Segundo a equipe da Comfis os permissionários dos quiosques estão colaborando e cumprindo as determinações de ocupar somente 50% da faixa de areia com mesas e cadeiras para clientes e usando apenas som ambiente. Os trabalhadores da Renda Alternativa também estão mantendo as novas localizações e, com isso, facilitando a ação de fiscalização.

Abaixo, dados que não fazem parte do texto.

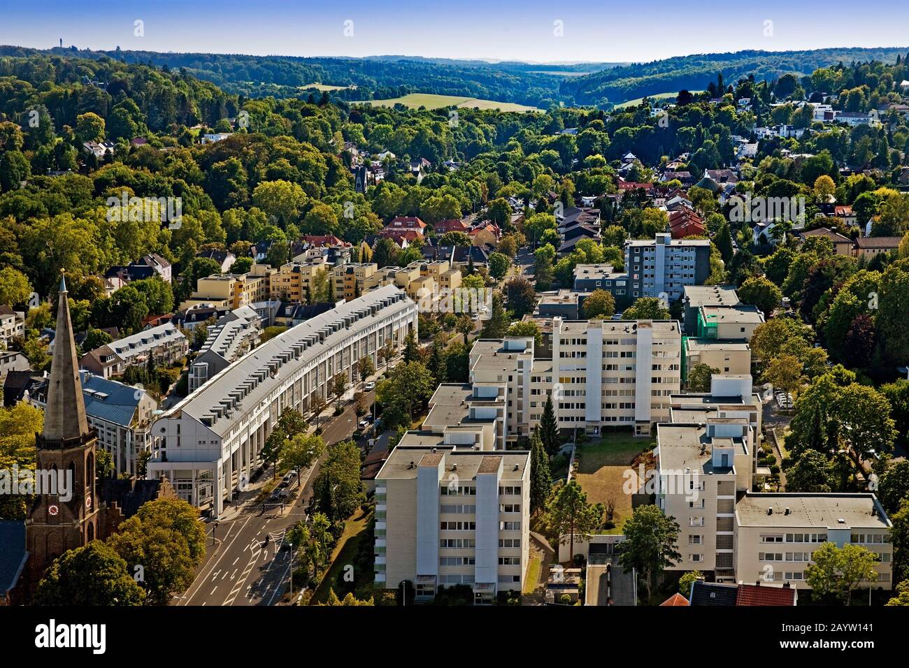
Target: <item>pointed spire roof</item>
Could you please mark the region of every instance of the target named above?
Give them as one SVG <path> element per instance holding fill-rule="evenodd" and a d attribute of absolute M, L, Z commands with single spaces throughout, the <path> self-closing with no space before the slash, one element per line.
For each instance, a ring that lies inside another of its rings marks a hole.
<path fill-rule="evenodd" d="M 60 275 L 60 303 L 57 305 L 56 334 L 54 336 L 54 358 L 47 382 L 47 405 L 45 407 L 45 430 L 48 441 L 79 438 L 88 434 L 85 402 L 79 383 L 79 360 L 75 354 L 73 323 L 69 315 L 66 281 Z"/>

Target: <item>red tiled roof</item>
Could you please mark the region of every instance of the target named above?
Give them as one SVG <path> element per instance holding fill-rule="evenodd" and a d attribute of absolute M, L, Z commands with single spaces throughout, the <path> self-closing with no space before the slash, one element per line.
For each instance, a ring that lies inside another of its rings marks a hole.
<path fill-rule="evenodd" d="M 740 583 L 735 594 L 736 605 L 794 605 L 794 587 L 769 587 Z"/>

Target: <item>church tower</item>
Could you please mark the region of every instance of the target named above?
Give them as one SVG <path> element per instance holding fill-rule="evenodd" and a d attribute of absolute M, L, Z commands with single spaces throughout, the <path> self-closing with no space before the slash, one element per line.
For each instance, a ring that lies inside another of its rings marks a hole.
<path fill-rule="evenodd" d="M 61 276 L 45 426 L 36 434 L 35 446 L 36 473 L 56 472 L 58 479 L 65 477 L 66 487 L 58 485 L 55 491 L 61 494 L 53 494 L 41 490 L 25 521 L 33 592 L 56 557 L 100 537 L 102 503 L 95 493 L 96 440 L 85 417 L 66 282 Z"/>

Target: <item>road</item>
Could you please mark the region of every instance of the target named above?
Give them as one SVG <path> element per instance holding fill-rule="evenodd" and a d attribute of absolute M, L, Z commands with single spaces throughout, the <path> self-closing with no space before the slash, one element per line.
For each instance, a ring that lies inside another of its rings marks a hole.
<path fill-rule="evenodd" d="M 369 400 L 372 401 L 371 396 Z M 351 404 L 337 417 L 323 421 L 322 436 L 325 444 L 350 438 L 356 428 L 356 420 Z M 262 503 L 249 498 L 242 502 L 244 505 L 234 519 L 209 523 L 209 536 L 214 533 L 215 551 L 185 593 L 175 597 L 175 603 L 274 605 L 279 602 L 290 576 L 290 549 L 285 545 L 285 533 L 305 519 L 305 508 L 312 498 L 313 482 L 324 458 L 325 454 L 303 472 L 298 487 L 301 491 L 293 504 L 284 511 L 270 506 L 263 511 Z"/>

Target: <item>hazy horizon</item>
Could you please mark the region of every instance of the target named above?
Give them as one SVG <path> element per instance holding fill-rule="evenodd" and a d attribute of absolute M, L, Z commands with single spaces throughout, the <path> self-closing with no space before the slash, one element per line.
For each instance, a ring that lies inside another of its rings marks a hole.
<path fill-rule="evenodd" d="M 403 55 L 540 65 L 641 63 L 752 49 L 885 48 L 905 43 L 909 4 L 882 0 L 873 7 L 856 11 L 842 0 L 823 6 L 768 0 L 760 7 L 704 0 L 684 8 L 658 0 L 646 11 L 603 0 L 554 8 L 538 0 L 495 5 L 464 0 L 439 6 L 413 0 L 351 0 L 341 8 L 278 0 L 205 0 L 191 5 L 175 0 L 91 5 L 46 0 L 7 7 L 0 43 L 51 48 L 63 38 L 65 47 L 104 51 L 120 46 L 162 53 Z"/>

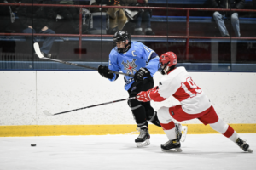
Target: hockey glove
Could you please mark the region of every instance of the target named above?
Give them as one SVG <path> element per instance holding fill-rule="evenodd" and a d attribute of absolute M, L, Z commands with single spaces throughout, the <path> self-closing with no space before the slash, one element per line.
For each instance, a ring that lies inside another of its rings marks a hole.
<path fill-rule="evenodd" d="M 134 80 L 135 82 L 142 81 L 145 76 L 151 76 L 150 71 L 147 68 L 140 68 L 135 74 L 134 74 Z"/>
<path fill-rule="evenodd" d="M 148 90 L 148 91 L 143 91 L 143 92 L 140 92 L 137 94 L 136 98 L 138 101 L 142 101 L 142 102 L 148 102 L 148 101 L 150 101 L 151 99 L 149 97 L 149 94 L 151 92 L 151 89 L 150 90 Z"/>
<path fill-rule="evenodd" d="M 109 72 L 108 66 L 100 65 L 98 67 L 98 72 L 100 73 L 100 75 L 102 75 L 105 78 L 112 79 L 113 76 L 113 74 Z"/>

 Os fiscais também estão aproveitando o trabalho para iniciar o recadastramento da Renda Alternativa, que é feito regularmente de seis em seis meses. Outro trabalho importante que está sendo feito pela Comfis é a atuação nos eventos da cidade. “Todos os eventos realizados na cidade terão a supervisão da Coordenação de Fiscalização”, afirmou o assistente Cosme Uedson.

As ações de choque de ordem continuarão durante toda a alta temporada e em todos os eventos, sempre com o apoio da Guarda Municipal.  

Interdição – O trabalho de fiscalização da Comfis também está sendo feito em toda cidade. Depois de uma denúncia feita através do Fale Conosco da Prefeitura Municipal, a equipe interditou uma fábrica de sacolés que funcionava no Centro da Cidade sem nenhum tipo de autorização. Os produtos tinham procedência duvidosa e eram fabricados sem qualquer higiene. Os fiscais descartaram os produtos, apreenderam o material utilizado para embalar, recolheram os carrinhos que vendiam os sacolés, e interditaram a fábrica clandestina. Os fiscais descartaram os produtos, apreenderam o material utilizado para embalar, recolheram os carrinhos que vendiam os sacolés, e interditaram a fábrica clandestina.